The Qanun (Persian: قانون qānūn; Greek: κανονάκι, plural κανονάκια; Armenian: քանոն k’anon; Arabic: قانون qānūn, plural قوانين qawānīn; Azerbaijani and Turkish: kanun; qanún or kanun) is a string instrument found in the 10th century in Farab, Otrar in Khazakistan. The name derives from the Arabic word "kānun," which means rule, norm, principle. Its traditional music is based on Maqamat. It is essentially a zither with a narrow trapezoidal soundboard. Nylon or PVC strings are stretched over a single bridge poised on fish-skins on one end, attached to tuning pegs at the other end. The kanun, especially in ancient Greek times was known as the psaltery. Kanuns used in Turkey have 26 courses of strings, with three strings per course. It is played on the lap by plucking the strings with two tortoise-shell picks, one in each hand, or by the fingernails, and has a range of three and a half octaves, from A2 to E6. The dimensions of Turkish kanuns are typically 95 to 100 cm (37-39") long, 38 to 40 cm (15-16") wide and 4 to 6 cm (1.5-2.3") high. The instrument also has special latches for each course, called mandals. These small levers, which can be raised or lowered quickly by the performer while the instrument is being played, serve to change the pitch of a particular course slightly by altering the string lengths.

While Armenian kanuns employ half-tones and Arabic kanuns quarter-tones, typical Turkish kanuns divide the equal-tempered semitone of 100 cents into 6 equal parts, yielding 72 equal divisions (or commas) of the octave. Not all pitches of 72-tone equal temperament are available on the Turkish kanun, however, since kanun makers only affix mandals for intervals that are demanded by performers. Some kanun makers choose to divide the semitone of the lower registers into 7 parts instead for microtonal subtlety at the expense of octave equivalences. Hundreds of mandal configurations are at the player's disposal when performing on an ordinary Turkish kanun.

The kanun is a descendant of the old Egyptian harp, and is related to the ancient Greek psaltery, dulcimer and zither. Among others, Ruhi Ayangil (*1953), Erol Deran (*1937), Halil Karaduman (*1959), Göksel Baktagir (*1966), Tahir Aydoğdu (*1959), Julien Jalâl Ed-Dine Weiss (*1953), and Begoña Olavide are present-day exponents of this instrument.

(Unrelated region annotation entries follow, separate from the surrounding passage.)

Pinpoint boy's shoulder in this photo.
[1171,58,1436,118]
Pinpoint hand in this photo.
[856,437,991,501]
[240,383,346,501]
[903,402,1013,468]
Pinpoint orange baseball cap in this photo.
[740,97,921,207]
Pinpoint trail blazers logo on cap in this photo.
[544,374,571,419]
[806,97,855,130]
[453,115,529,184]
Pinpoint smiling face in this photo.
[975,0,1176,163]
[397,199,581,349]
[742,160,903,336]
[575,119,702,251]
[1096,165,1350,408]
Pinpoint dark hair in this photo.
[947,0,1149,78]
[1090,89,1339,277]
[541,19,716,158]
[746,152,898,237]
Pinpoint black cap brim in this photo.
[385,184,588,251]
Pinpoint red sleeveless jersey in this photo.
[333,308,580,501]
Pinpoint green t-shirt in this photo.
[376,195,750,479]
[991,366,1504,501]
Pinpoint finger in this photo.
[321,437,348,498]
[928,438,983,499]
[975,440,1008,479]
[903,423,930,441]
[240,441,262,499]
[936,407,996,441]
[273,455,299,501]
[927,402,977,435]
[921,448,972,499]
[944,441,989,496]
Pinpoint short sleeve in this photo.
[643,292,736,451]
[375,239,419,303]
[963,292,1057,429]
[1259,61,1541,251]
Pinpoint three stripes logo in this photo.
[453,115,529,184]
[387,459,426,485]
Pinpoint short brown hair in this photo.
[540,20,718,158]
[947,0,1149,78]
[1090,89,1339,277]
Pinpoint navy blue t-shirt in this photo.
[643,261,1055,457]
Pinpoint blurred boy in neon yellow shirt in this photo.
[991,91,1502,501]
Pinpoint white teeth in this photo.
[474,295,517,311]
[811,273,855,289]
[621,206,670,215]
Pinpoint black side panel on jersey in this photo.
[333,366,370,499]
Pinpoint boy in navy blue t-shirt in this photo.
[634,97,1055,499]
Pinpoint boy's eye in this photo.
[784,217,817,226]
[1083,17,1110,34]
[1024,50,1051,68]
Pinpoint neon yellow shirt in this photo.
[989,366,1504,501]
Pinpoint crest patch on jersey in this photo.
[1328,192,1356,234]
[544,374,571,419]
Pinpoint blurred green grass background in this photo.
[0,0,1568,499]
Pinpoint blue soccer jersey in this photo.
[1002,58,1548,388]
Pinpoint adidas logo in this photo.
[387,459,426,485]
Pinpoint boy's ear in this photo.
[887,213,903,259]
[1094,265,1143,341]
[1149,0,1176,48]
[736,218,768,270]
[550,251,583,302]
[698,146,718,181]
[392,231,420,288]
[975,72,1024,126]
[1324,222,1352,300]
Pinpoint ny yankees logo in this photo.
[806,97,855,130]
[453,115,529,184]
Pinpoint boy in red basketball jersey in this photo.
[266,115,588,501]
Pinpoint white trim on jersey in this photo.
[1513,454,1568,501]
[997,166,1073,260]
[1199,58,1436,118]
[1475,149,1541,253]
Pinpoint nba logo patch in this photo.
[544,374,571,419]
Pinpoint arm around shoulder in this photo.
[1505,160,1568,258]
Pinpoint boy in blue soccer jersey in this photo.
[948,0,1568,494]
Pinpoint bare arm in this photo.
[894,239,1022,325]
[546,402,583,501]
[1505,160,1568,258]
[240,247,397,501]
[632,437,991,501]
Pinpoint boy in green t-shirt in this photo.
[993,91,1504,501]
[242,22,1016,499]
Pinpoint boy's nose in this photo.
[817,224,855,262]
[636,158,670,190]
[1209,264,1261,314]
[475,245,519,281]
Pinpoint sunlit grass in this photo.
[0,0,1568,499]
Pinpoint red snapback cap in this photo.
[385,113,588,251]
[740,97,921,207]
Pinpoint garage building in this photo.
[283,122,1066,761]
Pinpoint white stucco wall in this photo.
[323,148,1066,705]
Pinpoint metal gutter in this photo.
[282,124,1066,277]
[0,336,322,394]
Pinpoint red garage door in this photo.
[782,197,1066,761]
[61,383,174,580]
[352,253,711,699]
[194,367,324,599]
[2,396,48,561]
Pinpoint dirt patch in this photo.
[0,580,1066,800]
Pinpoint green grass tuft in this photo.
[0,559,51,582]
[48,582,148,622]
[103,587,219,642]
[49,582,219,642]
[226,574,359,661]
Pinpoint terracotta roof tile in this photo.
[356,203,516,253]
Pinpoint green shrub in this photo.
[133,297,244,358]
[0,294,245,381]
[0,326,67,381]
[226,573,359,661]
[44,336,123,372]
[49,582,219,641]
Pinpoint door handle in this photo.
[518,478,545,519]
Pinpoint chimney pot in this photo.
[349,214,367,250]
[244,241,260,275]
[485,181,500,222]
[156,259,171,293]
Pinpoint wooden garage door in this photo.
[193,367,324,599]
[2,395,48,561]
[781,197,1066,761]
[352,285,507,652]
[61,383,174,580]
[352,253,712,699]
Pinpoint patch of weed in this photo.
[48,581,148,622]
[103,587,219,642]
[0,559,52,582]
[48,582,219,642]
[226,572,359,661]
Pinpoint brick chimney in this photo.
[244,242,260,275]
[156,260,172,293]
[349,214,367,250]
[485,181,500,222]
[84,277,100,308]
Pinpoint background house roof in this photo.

A 79-tone tuning for the kanun was recently proposed and applied to a Turkish kanun by Ozan Yarman and has been acclaimed by Turkish masters of the instrument.

Mandals were invented during the first half of the 20th century. The kanun, prior to that time, remained rather inflexible in the case of modulations. However, the 24- or 72-note tuning of common Arab and Turkish models does not exactly reproduce the traditional interval ratios of maqam scales. Common kanun models may differ to an audible extent from a justly tuned tanbur or an exactly intonating oud, ney, or kemenche. Temperament has little in common with the theoretical tradition of the Middle East for which it can only offer approximated intervals. In Turkey and the Arab world it most probably originates in westernizing tendencies. The French qānūn virtuoso Julien Jalâl Ed-Dine Weiss (* 1953), critical of this deficiency, conceived a number of prototypes that, for the first time, are entirely based on pure Pythagorean and harmonic intervals. Since 1990, nine of such instruments have been built. Their string courses are tuned upon a strict Pythagorean heptatonic scale, whose steps are composed exclusively of justly tuned limmas 256/243 and major whole-tones 9/8. Fifteen different mandal positions (0-14) are contained in twice the Pythagorean apotome 2187/2048 (113.69 cents) on every course. The strictly ordered complexity of this rational tuning system also forms the basis for the intonation practice of Weiss’ Al-Kindi Ensemble. The two most recent instruments contain an additional octave in the bass register, extending their range to 33 string courses or four octaves and a fifth. In combining theoretical and acoustical motivations with his practical experience, Weiss was, thus, enabled to perform together with musicians in many different local contexts throughout the Middle-East.